Debbi Donovan is a Board Certified Lactation Consultant, as well as a retired La Leche League Leader. For more than a decade, Debbi... Read more

Eczema (atopic dermatitis) is sometimes the cause of sore nipples. The nipple and/or areola may be red in color with burning, itching and scaling (here may also be oozing and crusting). This condition can be very painful. Nursing mothers who develop eczema on their nipples may also be prone to eczema on other areas of the body.
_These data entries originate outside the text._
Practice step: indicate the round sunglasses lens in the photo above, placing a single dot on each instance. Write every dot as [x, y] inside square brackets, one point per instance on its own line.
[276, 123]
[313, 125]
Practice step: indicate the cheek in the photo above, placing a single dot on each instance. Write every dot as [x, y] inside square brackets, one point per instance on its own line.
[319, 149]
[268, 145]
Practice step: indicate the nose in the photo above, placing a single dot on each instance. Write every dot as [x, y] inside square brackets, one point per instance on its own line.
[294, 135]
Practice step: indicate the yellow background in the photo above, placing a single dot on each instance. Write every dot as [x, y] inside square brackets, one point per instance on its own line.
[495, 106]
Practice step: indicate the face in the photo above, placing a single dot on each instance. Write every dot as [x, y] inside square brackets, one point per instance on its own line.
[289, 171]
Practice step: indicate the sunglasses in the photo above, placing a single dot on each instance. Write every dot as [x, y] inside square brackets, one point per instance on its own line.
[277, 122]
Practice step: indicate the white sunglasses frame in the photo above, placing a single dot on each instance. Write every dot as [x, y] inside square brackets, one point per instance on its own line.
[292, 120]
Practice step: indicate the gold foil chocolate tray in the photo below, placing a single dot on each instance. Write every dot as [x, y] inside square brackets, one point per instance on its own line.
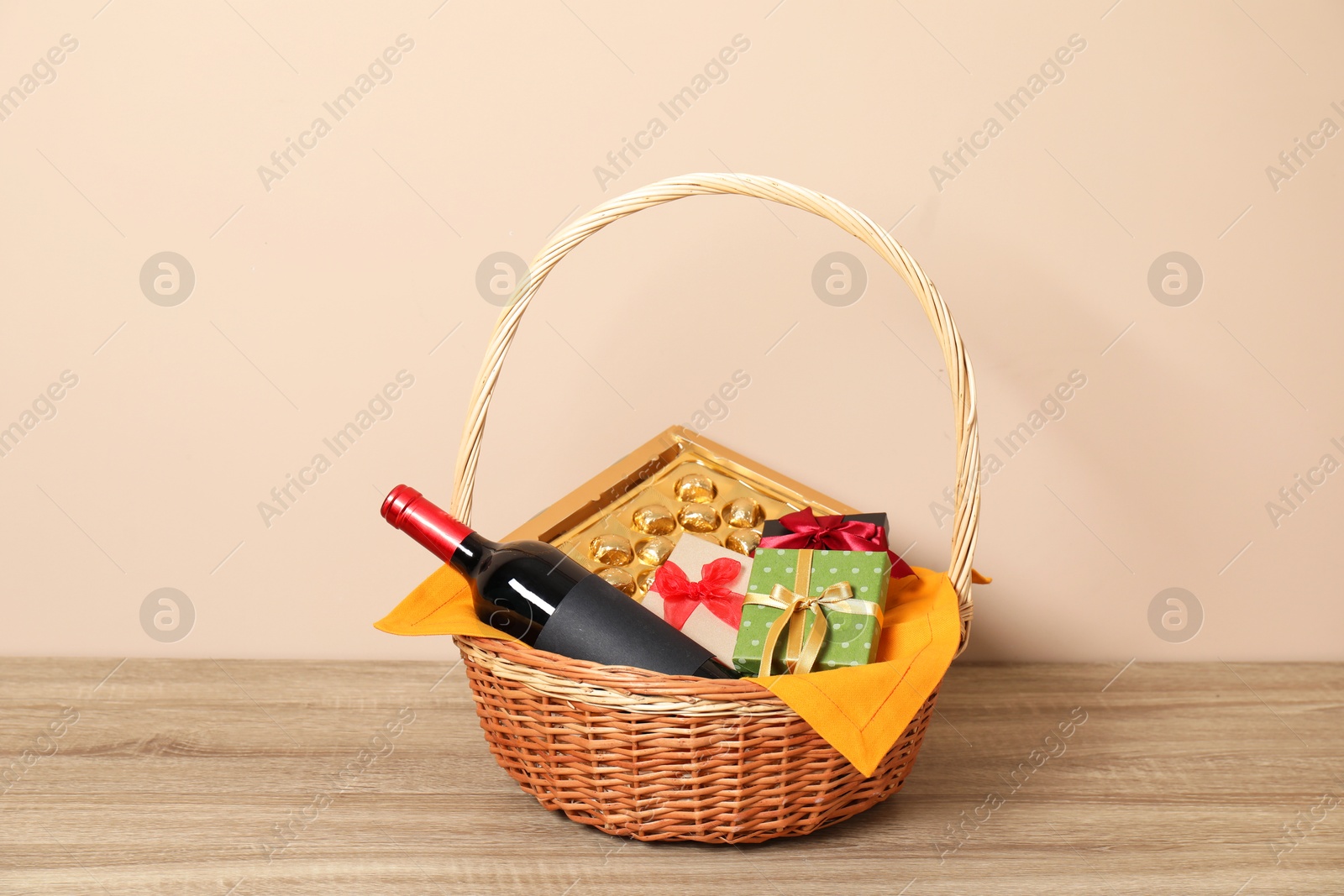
[624, 521]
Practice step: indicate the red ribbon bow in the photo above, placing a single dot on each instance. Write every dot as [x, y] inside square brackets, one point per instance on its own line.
[806, 530]
[680, 595]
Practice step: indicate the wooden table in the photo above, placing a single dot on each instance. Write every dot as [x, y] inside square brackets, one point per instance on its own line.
[260, 777]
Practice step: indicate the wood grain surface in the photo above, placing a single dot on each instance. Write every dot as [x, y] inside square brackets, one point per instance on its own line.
[266, 777]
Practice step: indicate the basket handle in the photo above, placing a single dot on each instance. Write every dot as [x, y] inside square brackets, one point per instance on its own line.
[967, 512]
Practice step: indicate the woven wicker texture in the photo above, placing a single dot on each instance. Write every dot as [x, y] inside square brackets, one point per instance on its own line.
[656, 757]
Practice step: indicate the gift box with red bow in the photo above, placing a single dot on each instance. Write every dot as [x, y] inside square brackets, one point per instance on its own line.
[699, 590]
[851, 532]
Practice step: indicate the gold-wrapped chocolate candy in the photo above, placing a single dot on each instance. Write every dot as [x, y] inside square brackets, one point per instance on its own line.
[618, 578]
[611, 550]
[698, 488]
[743, 513]
[654, 551]
[743, 540]
[698, 517]
[654, 519]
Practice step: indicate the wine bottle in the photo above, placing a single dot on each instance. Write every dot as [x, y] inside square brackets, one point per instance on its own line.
[537, 593]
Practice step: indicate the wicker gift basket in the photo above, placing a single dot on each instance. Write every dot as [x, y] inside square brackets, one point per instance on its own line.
[656, 757]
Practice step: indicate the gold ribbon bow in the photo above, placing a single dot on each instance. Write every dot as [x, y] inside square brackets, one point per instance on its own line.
[800, 658]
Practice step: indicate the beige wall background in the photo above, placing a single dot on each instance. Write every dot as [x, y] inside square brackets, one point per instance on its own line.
[1151, 129]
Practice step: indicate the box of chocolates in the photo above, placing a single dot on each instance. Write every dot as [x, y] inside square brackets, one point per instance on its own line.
[625, 520]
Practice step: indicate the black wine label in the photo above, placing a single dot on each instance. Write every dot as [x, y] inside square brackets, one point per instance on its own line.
[600, 624]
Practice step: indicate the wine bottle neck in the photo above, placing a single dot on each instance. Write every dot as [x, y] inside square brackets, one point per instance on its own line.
[434, 528]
It should not be necessary to wean your baby from your breast because you have nipple eczema. If your perscription is a low-potency steroid cream (such as hydrocortisone) and the eczema is mild, then it should clear rather quickly. If you're using a higher-potency steriod cream (such as Diprosone) it should be used for no more than 10 days at a time.

To apply, allow your nipples to air dry following a feed. Smooth on a thin coat of ointment or cream. Because it will be well absorbed, it is not necessary to rinse the ointment/cream off if the next feed is more than two hours after application. (If you do rinse your nipples prior to nursing, do so gently and do not use soap which might be irritating.)

While it is important to minimize the amount of steroid cream your baby might ingest, topical steroids are safe for short-term treatment--careful use of steroid preparations for 10 days should not present a danger to your baby. A mild steroid like hydrocortisone may be applied if symptoms return.

If your symptoms do not resolve with this treatment it is important to be reevaluated to rule out any underlying medical condition.